Out of the corner of her right eye she saw Zero take a step closer to her, saying, “Leave her alone!”

“Hey, listen!” Portero snarled. “I don’t know what kind of a freak you are, but another step and you’re a dead freak. Got that?”

Kek growled again and Portero yelled, “Kree-gah” a second time. “Don’t make me shoot you, boy,” he told Kek. “I’ve got plans for you.”

“What plans can you possibly have for Kek?” Romy said, hoping she could get him talking, maybe long enough for help to arrive, if any was coming.

“I may need a diversion at the airport. I’ll just set him to tearing things up in another part of the terminal after I get there.” He raised the pistol, centering it on Romy’s chest. “But enough idle chatter. Good-bye Romy Cadman.”

Romy felt a stunning impact against her right shoulder as, once again, two booming reports split the air. She saw the muzzle flashes as she fell to her left and realized that Zero had hurled himself against her.

No!

She heard Kek’s enraged howl as he launched himself through the air, saw Portero try to bring his pistol to bear on the hurtling creature but he wasn’t fast enough, heard him shout “Kree-gah! Kree-gah!” but no amount of conditioning was going to keep Kek from anyone who hurt Zero. Portero went down with screams of pain and terror.

Zero!

Romy rolled and was on her feet in a heartbeat, but Zero was down, slumped on his side, his life running out of him front and back into two red puddles.

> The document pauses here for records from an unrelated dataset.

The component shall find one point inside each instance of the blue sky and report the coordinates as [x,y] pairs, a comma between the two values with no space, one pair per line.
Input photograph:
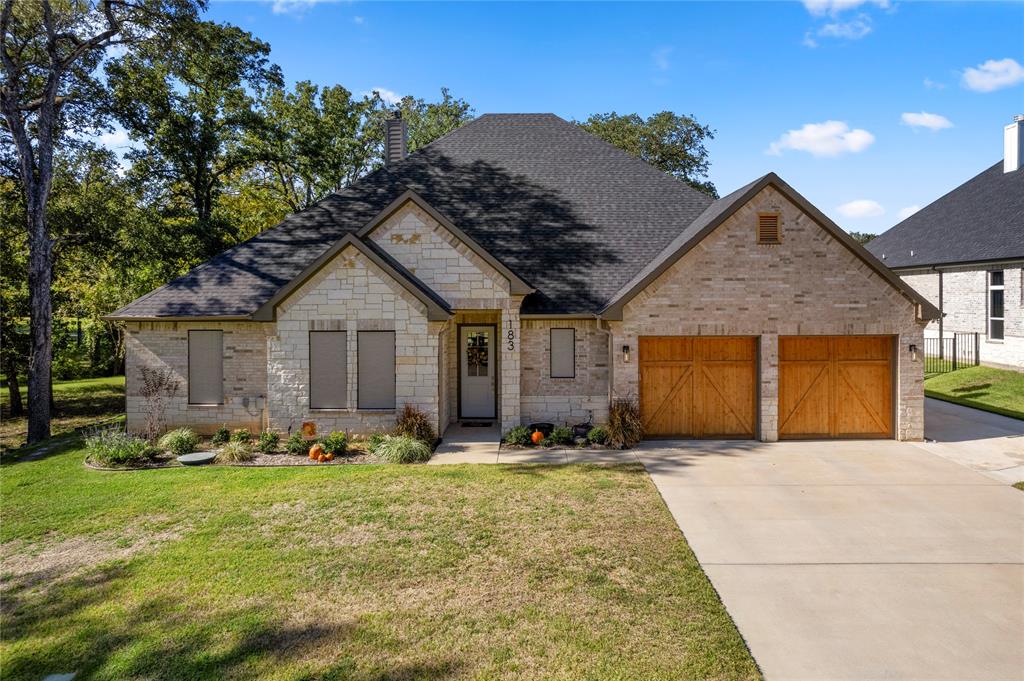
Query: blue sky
[815,91]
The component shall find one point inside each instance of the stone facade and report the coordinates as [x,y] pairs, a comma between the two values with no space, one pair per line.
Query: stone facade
[165,345]
[965,303]
[564,400]
[727,285]
[350,294]
[808,285]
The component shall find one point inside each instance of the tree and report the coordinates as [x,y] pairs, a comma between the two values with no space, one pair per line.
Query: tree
[669,141]
[49,56]
[193,110]
[862,237]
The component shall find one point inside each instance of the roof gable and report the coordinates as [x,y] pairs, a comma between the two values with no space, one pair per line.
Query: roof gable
[724,208]
[437,309]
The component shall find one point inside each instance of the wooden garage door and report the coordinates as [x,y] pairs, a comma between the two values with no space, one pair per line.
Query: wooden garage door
[835,386]
[698,386]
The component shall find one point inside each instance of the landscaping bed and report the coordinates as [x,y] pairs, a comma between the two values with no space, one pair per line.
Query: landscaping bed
[356,572]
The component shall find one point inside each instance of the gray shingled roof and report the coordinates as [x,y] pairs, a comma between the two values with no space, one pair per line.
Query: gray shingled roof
[980,220]
[568,213]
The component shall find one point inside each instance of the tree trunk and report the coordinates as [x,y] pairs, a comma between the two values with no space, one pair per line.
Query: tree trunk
[16,409]
[41,328]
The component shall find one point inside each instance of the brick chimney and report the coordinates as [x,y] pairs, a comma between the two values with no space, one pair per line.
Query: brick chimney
[394,138]
[1013,144]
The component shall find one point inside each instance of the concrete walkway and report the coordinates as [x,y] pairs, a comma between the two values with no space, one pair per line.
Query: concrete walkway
[987,442]
[854,559]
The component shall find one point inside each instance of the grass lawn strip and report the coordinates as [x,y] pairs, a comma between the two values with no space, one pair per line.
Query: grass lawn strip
[78,403]
[996,390]
[359,571]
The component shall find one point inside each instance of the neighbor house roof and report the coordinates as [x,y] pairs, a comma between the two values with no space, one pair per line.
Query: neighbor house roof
[981,220]
[569,215]
[720,211]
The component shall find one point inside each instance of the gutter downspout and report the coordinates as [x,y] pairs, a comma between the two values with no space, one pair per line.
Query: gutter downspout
[611,357]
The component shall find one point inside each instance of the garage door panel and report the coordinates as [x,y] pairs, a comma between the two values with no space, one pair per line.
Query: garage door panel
[697,386]
[727,403]
[667,400]
[865,408]
[804,399]
[848,393]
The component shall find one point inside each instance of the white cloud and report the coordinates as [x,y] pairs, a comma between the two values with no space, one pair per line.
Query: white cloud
[908,211]
[823,139]
[861,208]
[993,75]
[389,96]
[834,7]
[852,30]
[660,57]
[925,120]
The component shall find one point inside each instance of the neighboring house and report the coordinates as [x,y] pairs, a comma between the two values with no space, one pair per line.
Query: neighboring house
[520,269]
[965,252]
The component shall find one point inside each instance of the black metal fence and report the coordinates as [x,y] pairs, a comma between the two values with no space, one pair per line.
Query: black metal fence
[948,354]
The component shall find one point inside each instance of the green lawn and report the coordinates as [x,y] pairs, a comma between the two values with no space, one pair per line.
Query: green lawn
[78,402]
[995,390]
[354,572]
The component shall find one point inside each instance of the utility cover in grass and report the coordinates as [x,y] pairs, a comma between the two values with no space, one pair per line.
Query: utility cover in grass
[197,458]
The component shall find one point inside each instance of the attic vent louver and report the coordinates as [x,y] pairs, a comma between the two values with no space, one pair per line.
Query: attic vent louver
[769,228]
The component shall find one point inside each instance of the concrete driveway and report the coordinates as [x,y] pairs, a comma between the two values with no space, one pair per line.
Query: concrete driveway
[854,559]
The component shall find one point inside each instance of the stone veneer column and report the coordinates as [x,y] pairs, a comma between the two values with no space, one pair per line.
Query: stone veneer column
[510,364]
[769,387]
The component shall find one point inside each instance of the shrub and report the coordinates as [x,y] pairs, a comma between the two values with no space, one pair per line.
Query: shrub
[335,443]
[235,452]
[242,435]
[561,435]
[402,450]
[416,424]
[598,435]
[268,441]
[374,441]
[625,427]
[180,441]
[116,448]
[221,436]
[518,435]
[296,444]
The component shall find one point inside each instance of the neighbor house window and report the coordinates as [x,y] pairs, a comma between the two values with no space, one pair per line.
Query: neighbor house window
[995,291]
[376,367]
[563,353]
[328,370]
[206,367]
[769,229]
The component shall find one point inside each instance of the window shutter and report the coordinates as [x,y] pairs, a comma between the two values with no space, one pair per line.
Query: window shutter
[328,370]
[376,367]
[206,367]
[769,230]
[563,353]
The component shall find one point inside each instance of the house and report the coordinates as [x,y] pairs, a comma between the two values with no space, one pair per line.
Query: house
[520,269]
[965,252]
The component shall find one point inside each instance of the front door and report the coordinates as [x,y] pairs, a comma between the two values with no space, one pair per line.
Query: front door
[476,373]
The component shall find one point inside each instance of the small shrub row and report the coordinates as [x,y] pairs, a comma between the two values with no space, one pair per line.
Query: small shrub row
[116,448]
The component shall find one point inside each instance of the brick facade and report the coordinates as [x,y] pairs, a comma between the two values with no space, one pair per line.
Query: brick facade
[965,303]
[808,285]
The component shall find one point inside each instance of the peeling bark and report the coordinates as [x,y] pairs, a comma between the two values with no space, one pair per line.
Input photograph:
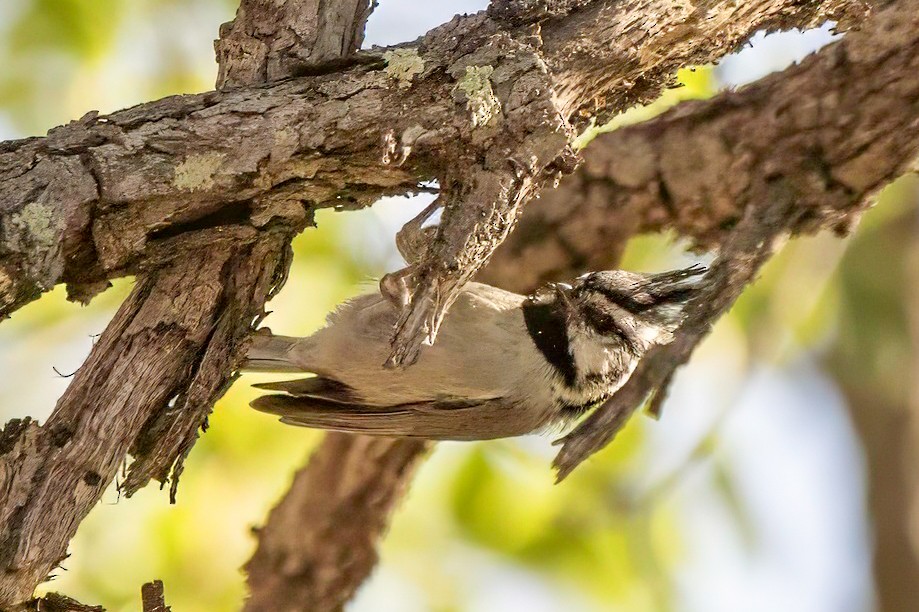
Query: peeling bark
[829,134]
[319,543]
[199,196]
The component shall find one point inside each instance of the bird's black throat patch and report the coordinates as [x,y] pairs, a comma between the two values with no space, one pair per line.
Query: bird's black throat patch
[548,328]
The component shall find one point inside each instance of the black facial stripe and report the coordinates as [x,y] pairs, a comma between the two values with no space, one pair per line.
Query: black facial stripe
[549,331]
[572,411]
[605,324]
[622,300]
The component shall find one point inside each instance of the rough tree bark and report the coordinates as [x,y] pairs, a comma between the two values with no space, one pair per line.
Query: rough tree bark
[487,105]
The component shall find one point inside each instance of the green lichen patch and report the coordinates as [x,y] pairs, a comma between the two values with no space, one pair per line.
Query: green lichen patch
[402,65]
[480,97]
[197,171]
[35,220]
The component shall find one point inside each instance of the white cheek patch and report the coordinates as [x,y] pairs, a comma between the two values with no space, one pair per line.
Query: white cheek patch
[590,356]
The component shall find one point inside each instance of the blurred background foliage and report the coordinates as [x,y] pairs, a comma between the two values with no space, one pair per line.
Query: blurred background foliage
[754,492]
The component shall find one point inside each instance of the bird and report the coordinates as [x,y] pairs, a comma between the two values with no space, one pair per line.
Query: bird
[503,364]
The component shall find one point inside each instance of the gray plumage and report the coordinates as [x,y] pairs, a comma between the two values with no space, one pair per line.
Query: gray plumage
[503,364]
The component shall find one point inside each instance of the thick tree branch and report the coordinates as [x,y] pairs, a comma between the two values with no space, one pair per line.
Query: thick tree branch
[828,134]
[200,194]
[94,199]
[272,40]
[319,543]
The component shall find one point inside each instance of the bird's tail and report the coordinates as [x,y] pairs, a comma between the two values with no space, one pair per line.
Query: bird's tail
[270,353]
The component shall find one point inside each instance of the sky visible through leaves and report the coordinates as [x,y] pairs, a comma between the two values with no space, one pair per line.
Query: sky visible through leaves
[747,495]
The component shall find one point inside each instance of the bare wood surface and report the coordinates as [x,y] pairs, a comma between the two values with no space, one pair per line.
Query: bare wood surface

Romy swims into Zero’s vision. Joy bursts within his ruined chest at the sight of her alive and unharmed. Her pale, strained face is framed in scintillating fog as she leans over him and wails for someone to call for help.

Too late. Even though he feels no pain, or perhaps because he feels no pain, Zero knows he’s dying. The impact of the bullets tearing though his chest was agonizing, but now…now he feels feather light and completely at peace.

He stares at Romy’s tear-stained face as she calls his name again and again, begging him to hang on. But he has no strength to hang on. He tries to move his lips but they won’t respond. They must! He has to tell her that it’s better this way.

If this morning had gone differently…if Betsy hadn’t confided to him her suspicions about Meerm’s baby, and if Ellis hadn’t confirmed them, his outlook would have been so different. He could have lived with the belief that he was an intellectual improvement on a nonhuman creature, could have held his head high as the best of his breed that aspired to the next evolutionary step. But the truth changed all that. He is not a step up from anything. He’s an adulterated…thing…a freak of science. He doesn’t know how long he could have survived knowing that he was cheated of his humanity.